Serious Skin Reactions
Rarely, oxcarbazepine can trigger severe skin reactions, including Stevens-Johnson syndrome and toxic epidermal necrolysis. These are potentially life-threatening conditions involving widespread blistering and skin peeling. The risk is highest in people who carry certain genetic markers. Individuals of Han Chinese, Hong Kong Chinese, or Thai descent should be screened for the HLA-B*1502 gene variant before starting treatment, as this variant significantly increases the risk. For people of European or Japanese descent, a different variant called HLA-A*3101 may also raise the risk, and testing can help guide the decision.
If you develop a rash, blistering, or mouth sores while taking oxcarbazepine, that warrants immediate medical attention.

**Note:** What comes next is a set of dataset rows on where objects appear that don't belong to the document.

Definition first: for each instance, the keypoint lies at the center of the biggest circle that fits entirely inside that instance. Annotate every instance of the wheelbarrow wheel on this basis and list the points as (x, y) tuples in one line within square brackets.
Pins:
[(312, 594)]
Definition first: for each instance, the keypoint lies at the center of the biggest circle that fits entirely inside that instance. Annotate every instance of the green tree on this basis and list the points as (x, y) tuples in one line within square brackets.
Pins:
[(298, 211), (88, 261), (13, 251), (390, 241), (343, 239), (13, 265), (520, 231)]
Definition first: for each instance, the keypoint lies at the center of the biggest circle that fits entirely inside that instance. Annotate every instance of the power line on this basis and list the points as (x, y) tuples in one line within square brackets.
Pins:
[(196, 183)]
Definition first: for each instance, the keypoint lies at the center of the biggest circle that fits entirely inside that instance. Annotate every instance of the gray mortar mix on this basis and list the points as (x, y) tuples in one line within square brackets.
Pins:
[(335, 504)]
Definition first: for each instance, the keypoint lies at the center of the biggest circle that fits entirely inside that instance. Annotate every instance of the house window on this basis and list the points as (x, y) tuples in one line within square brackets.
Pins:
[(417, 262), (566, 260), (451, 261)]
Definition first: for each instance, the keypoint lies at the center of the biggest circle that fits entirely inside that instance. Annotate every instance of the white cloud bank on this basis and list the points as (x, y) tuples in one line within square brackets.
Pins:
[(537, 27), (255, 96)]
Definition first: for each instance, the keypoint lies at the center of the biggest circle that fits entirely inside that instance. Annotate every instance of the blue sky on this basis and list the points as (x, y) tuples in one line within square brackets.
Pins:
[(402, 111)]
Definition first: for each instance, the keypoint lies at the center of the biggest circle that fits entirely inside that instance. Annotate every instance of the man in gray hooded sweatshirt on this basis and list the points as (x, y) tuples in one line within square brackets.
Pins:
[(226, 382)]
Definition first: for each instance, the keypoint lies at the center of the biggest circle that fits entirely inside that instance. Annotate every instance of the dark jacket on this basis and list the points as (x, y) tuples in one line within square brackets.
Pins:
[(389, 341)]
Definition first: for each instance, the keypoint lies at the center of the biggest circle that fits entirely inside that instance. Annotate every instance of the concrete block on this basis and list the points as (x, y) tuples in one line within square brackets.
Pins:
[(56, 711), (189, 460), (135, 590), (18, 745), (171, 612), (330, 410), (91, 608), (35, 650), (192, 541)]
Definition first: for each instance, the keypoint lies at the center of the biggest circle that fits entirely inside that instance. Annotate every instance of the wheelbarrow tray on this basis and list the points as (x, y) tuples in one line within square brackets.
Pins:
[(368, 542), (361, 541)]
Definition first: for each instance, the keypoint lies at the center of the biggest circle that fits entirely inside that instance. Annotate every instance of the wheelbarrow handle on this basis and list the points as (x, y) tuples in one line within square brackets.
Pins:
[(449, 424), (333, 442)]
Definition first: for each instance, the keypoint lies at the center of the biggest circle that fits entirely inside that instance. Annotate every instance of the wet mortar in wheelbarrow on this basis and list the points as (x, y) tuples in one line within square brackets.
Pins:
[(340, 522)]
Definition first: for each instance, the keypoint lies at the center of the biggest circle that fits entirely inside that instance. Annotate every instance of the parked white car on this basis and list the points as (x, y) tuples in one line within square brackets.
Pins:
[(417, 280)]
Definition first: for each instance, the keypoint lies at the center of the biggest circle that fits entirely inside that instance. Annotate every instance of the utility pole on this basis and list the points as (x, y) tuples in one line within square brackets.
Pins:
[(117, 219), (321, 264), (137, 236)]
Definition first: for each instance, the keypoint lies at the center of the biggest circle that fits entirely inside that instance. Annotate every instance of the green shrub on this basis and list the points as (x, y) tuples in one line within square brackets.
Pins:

Effects on Birth Control and Pregnancy
Oxcarbazepine speeds up the liver’s breakdown of hormonal birth control, including pills, patches, and rings. This can reduce their effectiveness enough to cause breakthrough bleeding or unintended pregnancy. If you rely on hormonal contraception, you’ll need to discuss alternative or additional methods with your provider.
During pregnancy, oxcarbazepine carries its own concerns. Data from a large Nordic registry study found that 15.2% of babies exposed to oxcarbazepine in the womb were born small for gestational age, compared to 10.9% of babies born to women with epilepsy who weren’t on any seizure medication. That’s a meaningful difference, though stopping seizure medication during pregnancy also carries serious risks. For women with epilepsy who are pregnant or planning to become pregnant, this is a decision that involves carefully weighing the seizure risk against potential effects on the baby.